Earlier on this week (let's be honest, yesterday) I made a desperate, last-minute beeline to the post office to send Easter gifts off to my various nephews. Once I got there, I realised I hadn't purchased cards for them (tardy and not very organised -- my fatal flaws) so I asked a postal worker to direct me towards the Easter cards.

She responded: "Orthodox Easter is not until the first of May."

Strange response indeed. Did I look Orthodox? Can one even look Orthodox? I certainly fall into the 'ethnic looking' category, being a first generation Australian -- but it struck me as a curious response given that what I considered 'my Easter' was just around the corner.
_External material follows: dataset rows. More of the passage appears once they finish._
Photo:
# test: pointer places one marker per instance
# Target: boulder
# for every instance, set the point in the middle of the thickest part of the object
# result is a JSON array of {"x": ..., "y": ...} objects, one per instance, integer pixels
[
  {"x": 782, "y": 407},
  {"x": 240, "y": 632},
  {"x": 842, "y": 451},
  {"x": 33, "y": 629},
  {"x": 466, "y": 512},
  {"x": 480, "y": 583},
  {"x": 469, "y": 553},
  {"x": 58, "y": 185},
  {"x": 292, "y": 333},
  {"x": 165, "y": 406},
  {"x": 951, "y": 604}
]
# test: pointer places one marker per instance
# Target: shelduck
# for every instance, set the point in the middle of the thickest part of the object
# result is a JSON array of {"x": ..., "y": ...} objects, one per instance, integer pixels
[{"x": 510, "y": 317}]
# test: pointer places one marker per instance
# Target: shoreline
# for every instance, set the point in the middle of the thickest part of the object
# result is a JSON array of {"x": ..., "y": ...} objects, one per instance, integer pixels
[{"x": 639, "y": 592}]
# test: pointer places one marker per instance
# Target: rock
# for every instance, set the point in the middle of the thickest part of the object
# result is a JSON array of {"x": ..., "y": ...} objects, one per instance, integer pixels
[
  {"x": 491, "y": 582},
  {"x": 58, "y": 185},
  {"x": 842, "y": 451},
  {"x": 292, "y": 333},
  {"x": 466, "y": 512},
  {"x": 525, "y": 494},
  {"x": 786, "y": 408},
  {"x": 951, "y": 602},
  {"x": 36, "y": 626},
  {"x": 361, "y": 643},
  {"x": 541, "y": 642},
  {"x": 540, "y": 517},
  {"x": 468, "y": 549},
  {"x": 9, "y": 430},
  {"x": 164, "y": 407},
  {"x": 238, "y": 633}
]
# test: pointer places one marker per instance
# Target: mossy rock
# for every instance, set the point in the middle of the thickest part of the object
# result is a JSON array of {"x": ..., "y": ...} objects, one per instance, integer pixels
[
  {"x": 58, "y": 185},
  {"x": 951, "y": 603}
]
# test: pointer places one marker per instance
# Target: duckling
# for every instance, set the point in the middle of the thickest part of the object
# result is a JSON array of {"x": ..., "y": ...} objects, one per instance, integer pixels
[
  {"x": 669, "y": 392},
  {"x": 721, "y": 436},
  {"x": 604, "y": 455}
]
"Do you have Easter cards yet?" I probed. They did not.

What had I missed here? Were the majority of their clients Orthodox? Did I look Orthodox? Or did they simply not have any cards and so deflected in the best way possible?

The Easter conundrum continued -- my parents, Italian migrants, like to purchase Italian Christmas cakes, 'colomba', during this season. Really, a 'colomba' cake is a dove-shaped panettone with icing on top. Leave it to the Italians to repurpose panettone for another occasion. When they inquired about said colombe (plural of colomba) the shop assistant advised they didn't have 'ethnic' fruit in-store at the moment.

Hmm... what makes fruit 'ethnic' as such? Is it its original country of origin? And who, I wonder, are we to question fruits ethnicity to begin with?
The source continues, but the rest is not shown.